Two precocious American teenage boys call the Pope for a prank. One says he is Henry Kissinger.

It's the middle of the night in the Vatican but the Pope's representatives scurry off to wake him. Only when the boys start laughing do they realise it is a hoax.

The boys are Steve Jobs and his friend Steve Wozniak. They are using a "blue box", a device that enables them to imitate tones used for long-distance calls and to ring around the world for free.

The Apple founder, who died last October, tells this story with glee in Steve Jobs – The Lost Interview, a documentary premiering in Cannes next month. The film is based around an interview he gave to technology journalist Bob Cringely in 1995 for a Channel 4 series, Triumph Of The Nerds.

Only a few minutes were used. Jobs was one of 125 people Cringely spoke to. But once the series was broadcast, the master tapes went missing.

Last year, after Jobs' death, the series director, British filmmaker Paul Sen, went to his garage to look for his VHS version of the interview. He had kept it for 16 years, through several moves of house and despite his wife urging him to throw out his old junk.

"I remember being sat in the room at the time and thinking, 'This guy's an amazing interviewee,' " Sen says. "He had this amazing charisma. As soon as he walked in the room, we all noticed.
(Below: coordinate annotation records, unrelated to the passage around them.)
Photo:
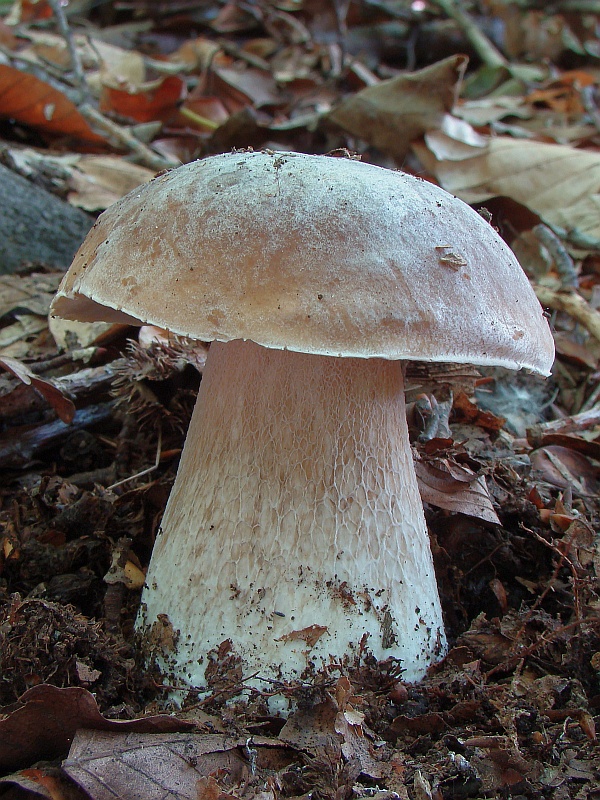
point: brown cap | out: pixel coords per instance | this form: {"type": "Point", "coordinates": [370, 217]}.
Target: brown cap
{"type": "Point", "coordinates": [310, 253]}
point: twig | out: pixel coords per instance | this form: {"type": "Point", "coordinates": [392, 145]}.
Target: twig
{"type": "Point", "coordinates": [63, 25]}
{"type": "Point", "coordinates": [563, 261]}
{"type": "Point", "coordinates": [571, 303]}
{"type": "Point", "coordinates": [144, 154]}
{"type": "Point", "coordinates": [486, 51]}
"We interviewed Bill Gates at the same time and he slipped into the room without you knowing he was there."

Cringely says the interview – most of which has not been seen before – is perhaps the most comprehensive and revealing Jobs ever gave.

At the time he was at a low ebb, working at NeXT, the company he founded after he left Apple following boardroom battles. Jobs reminisces about encountering his first computer aged 10 or 11.

"They were these big boxes...they were very mysterious, powerful things that did something in the background."

He recalls how at 12 he rang up Bill Hewlett of Hewlett-Packard and told him he was building a frequency counter and needed spare parts. (Hewlett provided them).

Jobs also strikes a rare self-deprecatory note, recalling how one venture capitalist he asked for backing called him "a renegade from the human race".

Evident throughout is his proselytising enthusiasm. He says: "I think everybody in this country should learn how to programme a computer because it teaches you how to think. Computer science should be a liberal art."

Cringely was "hired and fired three times" by Jobs at Apple in the late 70s and early 80s. He calls his former boss "a narcissist and an asshole" but adds: "He was a very effective leader and he changed the world."

Jobs also talks about the shortcomings of rivals such as Microsoft ("absolutely no taste"); lays out how he deals with people, products and innovation; and tells how he draws a line between creativity and marketing.

Cringely says: "It's a masterclass. This thing is going to be running in business schools for the next century."